Originaire de Kabylie, il fuit l’Algérie en 1956, traverse la Méditerranée et tente sa chance en France. A Paris, Jean, juif polonais œuvrant dans la confection, se reconnaît dans la figure de ce jeune homme timide aux traits arabes, et le prend sous son aile. Comme il se l’est appliqué à lui-même, une fois arrivé en France, Jean conseille à son protégé de changer de prénom. Karim devient Paul.

La rencontre de deux exilés

Plus tard, Paul rencontre une exilée comme lui. Ana a quitté l’Espagne dans l’espoir de trouver du travail dans la capitale. Après avoir "baladé leur solitude sur les quais de la Seine", ils se marient et fondent une famille. De cette union naissent Margot et Thomas.
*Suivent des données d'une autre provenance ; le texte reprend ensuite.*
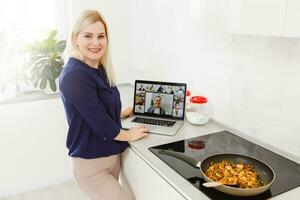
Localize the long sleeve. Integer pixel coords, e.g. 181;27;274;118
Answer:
60;70;120;140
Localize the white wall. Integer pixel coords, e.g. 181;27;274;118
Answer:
80;0;300;160
122;0;300;160
0;0;300;197
0;99;72;197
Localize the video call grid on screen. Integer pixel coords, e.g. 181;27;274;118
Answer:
133;81;186;119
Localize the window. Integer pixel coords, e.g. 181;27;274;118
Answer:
0;0;71;101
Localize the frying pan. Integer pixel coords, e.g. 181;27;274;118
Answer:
159;150;275;196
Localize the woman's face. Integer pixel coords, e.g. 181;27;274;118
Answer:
154;97;161;108
75;22;107;68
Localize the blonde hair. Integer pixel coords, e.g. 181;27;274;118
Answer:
68;10;115;86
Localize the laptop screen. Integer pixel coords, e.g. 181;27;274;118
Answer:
133;80;186;119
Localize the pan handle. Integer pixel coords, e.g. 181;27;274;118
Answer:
158;149;200;168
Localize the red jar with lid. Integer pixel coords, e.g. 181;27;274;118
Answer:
186;96;209;125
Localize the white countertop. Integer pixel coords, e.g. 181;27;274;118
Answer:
118;84;300;200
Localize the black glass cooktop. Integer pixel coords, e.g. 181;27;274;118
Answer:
149;131;300;200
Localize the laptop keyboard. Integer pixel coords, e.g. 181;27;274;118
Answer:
132;117;176;127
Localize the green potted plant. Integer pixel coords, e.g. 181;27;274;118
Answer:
25;30;66;92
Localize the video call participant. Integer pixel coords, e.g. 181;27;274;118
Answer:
147;96;166;115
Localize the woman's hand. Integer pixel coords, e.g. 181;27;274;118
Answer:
128;125;149;142
121;107;133;119
115;125;149;142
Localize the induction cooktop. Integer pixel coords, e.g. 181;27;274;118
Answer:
149;131;300;200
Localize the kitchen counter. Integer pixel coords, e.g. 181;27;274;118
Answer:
118;84;300;200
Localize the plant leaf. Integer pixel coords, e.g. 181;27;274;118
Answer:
48;79;56;92
40;78;47;90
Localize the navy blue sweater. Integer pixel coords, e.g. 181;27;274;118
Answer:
59;58;128;158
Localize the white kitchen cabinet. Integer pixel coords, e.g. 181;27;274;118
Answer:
122;148;185;200
285;0;300;37
188;0;229;33
229;0;287;36
188;0;288;36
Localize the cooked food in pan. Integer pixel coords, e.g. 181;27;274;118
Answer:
205;160;264;188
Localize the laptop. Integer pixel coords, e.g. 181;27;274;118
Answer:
122;80;186;135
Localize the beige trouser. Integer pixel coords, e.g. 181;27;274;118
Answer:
72;155;130;200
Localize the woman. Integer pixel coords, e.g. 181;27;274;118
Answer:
60;10;148;200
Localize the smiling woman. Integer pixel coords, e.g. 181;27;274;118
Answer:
0;0;69;101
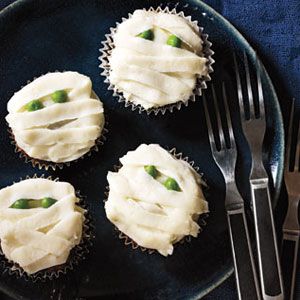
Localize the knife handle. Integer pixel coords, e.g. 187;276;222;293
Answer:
251;180;284;300
227;208;261;300
281;232;299;300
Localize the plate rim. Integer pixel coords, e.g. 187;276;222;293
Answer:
0;0;285;300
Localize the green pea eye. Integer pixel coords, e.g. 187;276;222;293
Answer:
164;177;180;192
41;197;57;208
51;90;68;103
144;165;158;178
137;29;154;41
26;100;44;111
10;199;29;209
167;34;182;48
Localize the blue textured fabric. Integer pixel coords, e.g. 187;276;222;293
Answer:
0;0;300;300
204;0;300;116
204;0;300;300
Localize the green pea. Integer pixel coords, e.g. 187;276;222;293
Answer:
51;90;68;103
167;34;182;48
41;197;57;208
137;29;154;41
11;199;29;209
26;100;44;111
164;177;180;192
144;165;158;178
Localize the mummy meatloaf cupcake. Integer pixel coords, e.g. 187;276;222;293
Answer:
105;144;208;256
101;8;213;113
6;72;104;166
0;178;85;275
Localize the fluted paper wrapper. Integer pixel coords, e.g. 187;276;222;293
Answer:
8;71;108;171
104;148;209;254
0;174;94;282
99;6;214;115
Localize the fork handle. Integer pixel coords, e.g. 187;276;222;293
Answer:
281;232;299;300
227;208;261;300
250;179;284;300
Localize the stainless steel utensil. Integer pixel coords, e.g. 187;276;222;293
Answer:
234;54;284;300
281;100;300;300
203;83;261;300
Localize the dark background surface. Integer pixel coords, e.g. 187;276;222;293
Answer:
0;0;300;300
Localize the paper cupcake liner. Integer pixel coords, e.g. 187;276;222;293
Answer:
7;120;108;171
99;6;214;115
7;70;108;171
0;174;95;282
103;148;209;254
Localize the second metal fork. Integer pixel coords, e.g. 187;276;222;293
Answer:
203;83;261;300
234;53;284;300
281;101;300;300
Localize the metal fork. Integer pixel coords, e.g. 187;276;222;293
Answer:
281;100;300;300
234;53;284;300
203;83;261;300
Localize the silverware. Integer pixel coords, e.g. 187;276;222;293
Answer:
281;100;300;300
234;53;284;300
203;83;261;300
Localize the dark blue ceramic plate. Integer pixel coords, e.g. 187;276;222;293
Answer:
0;0;283;299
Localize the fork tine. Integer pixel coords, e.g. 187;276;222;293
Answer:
233;54;246;121
211;84;226;150
256;61;265;118
284;99;295;171
294;115;300;172
202;93;217;152
222;81;235;147
244;52;255;119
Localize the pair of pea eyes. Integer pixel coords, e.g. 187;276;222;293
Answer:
10;197;57;209
26;90;68;111
144;165;181;192
137;29;182;48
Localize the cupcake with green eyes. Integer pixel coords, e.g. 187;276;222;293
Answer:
100;8;213;114
105;144;208;256
0;178;90;280
6;71;105;169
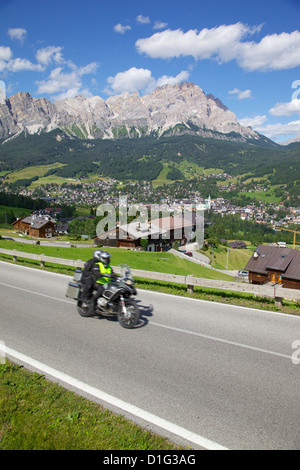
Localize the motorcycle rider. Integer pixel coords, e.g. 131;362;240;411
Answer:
88;251;117;311
81;250;103;303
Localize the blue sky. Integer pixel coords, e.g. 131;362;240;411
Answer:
0;0;300;142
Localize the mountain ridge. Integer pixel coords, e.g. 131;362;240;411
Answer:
0;82;276;145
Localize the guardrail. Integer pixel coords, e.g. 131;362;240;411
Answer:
0;248;300;307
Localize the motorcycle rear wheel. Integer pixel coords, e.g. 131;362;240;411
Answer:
77;300;93;317
118;300;140;329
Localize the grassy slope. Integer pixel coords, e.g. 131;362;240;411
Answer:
0;240;232;281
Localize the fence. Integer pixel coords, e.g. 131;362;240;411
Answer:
0;248;300;307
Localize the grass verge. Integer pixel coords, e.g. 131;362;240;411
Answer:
0;360;183;450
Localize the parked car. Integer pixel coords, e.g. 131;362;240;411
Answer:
238;269;249;277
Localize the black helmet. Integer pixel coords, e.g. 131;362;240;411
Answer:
100;251;110;268
93;250;103;261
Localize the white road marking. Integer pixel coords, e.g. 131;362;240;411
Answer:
0;343;228;450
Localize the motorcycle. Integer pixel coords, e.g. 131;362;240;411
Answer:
66;265;140;329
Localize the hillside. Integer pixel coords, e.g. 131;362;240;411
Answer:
0;130;300;185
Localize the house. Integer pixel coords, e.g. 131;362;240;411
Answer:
228;240;247;249
94;213;196;251
94;222;169;251
245;245;300;289
12;215;56;238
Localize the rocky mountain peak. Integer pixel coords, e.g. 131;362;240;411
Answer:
0;82;261;141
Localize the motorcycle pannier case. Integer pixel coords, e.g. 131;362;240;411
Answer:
73;269;82;282
66;282;80;300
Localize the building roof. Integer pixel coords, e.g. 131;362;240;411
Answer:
245;245;300;280
13;215;55;229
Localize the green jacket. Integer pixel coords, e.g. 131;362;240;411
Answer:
95;262;113;284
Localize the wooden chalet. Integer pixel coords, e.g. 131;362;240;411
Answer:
12;215;56;238
94;214;195;251
245;245;300;289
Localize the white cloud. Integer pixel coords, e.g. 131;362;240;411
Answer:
6;58;44;72
237;31;300;71
136;23;255;62
156;70;190;87
136;15;150;24
239;115;268;129
136;22;300;71
106;67;154;94
228;88;252;100
0;46;12;61
35;62;97;99
114;23;131;34
7;28;27;43
78;62;98;77
35;46;65;67
269;99;300;116
104;67;189;95
153;21;168;29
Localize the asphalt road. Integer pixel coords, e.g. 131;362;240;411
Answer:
0;262;300;450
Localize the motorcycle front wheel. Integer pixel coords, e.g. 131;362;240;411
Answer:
118;300;140;328
77;300;93;317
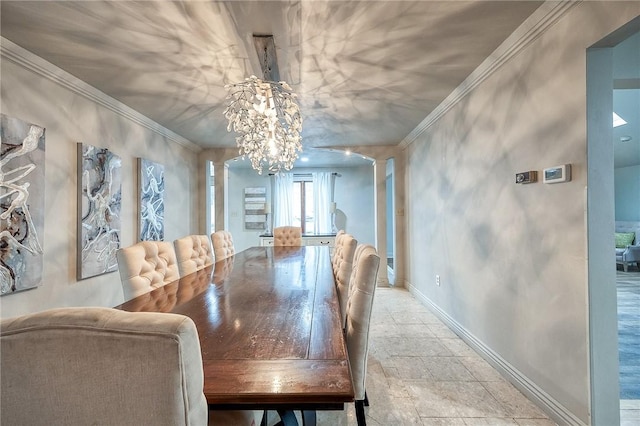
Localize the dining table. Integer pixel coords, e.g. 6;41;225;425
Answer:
116;246;354;425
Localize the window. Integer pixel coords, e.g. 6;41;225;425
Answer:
293;176;315;234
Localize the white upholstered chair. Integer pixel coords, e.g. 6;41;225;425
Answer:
332;234;358;328
173;235;213;277
116;241;180;300
211;231;236;262
345;245;380;426
273;226;302;247
0;308;253;426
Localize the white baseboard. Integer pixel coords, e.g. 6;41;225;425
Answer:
404;280;587;426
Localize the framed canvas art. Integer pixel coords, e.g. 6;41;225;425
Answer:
138;158;164;241
78;143;122;280
0;114;45;295
244;186;267;231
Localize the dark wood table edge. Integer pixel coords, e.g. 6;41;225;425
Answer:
209;402;345;411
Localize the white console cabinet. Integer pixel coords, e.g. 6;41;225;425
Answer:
260;234;336;247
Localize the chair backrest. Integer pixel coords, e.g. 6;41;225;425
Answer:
333;234;358;327
345;245;380;400
116;241;180;300
211;231;236;262
0;308;208;426
173;235;213;277
273;226;302;247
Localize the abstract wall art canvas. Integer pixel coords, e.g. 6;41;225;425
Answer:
78;143;122;279
138;158;164;241
0;114;45;295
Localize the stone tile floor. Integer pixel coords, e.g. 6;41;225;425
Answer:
616;266;640;426
256;288;555;426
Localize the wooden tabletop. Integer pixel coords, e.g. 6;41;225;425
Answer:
116;246;354;409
Des enfants d’immigrés à qui l’on fait ressentir qu’ils ne sont pas comme les autres.

L’école en particulier est un lieu de tourments pour Margot où elle découvre les différences et la honte d’être étrangère. Statut d’autant plus difficile à faire évoluer que l’entier de l’existence de la famille est suspendu à un seul et unique instant important dans l’année: le retour en Espagne pour les vacances d’été. Cette nostalgie entretenue par Anna, la mère, va rendre encore plus difficile la possibilité de se sentir pleinement française.

La mémoire c'est le travail des descendants de ceux qui ont souffert, les victimes, elles, doivent tout oublier et se taire pour pouvoir survivre.

Nathalie Hadj, "L’impossible retour", éd. Mercure de France

Beaucoup de délicatesse

"L’impossible retour" est le récit d’une quête d’origines tenues secrètes et qui dit avec une grande délicatesse ce que l’on tait par amour et nécessité. Un premier livre qui touche par la justesse du ton et la parole qu’elle donne et redonne à celles et ceux à qui l’on ne prête que peu d’attention et d’égards.

Le roman de Nathalie Hadj a l’immense qualité de revenir sur des événements qui font encore l’objet d’une omerta et qu’il est pourtant essentiel de connaître et transmettre. D’autant plus lorsqu’ils proviennent des témoins proches et directs, de ceux et celles qui les ont vécus.

Céline O’Clin/mh

Nathalie Hadj, "L’impossible retour", éditions Mercure de France.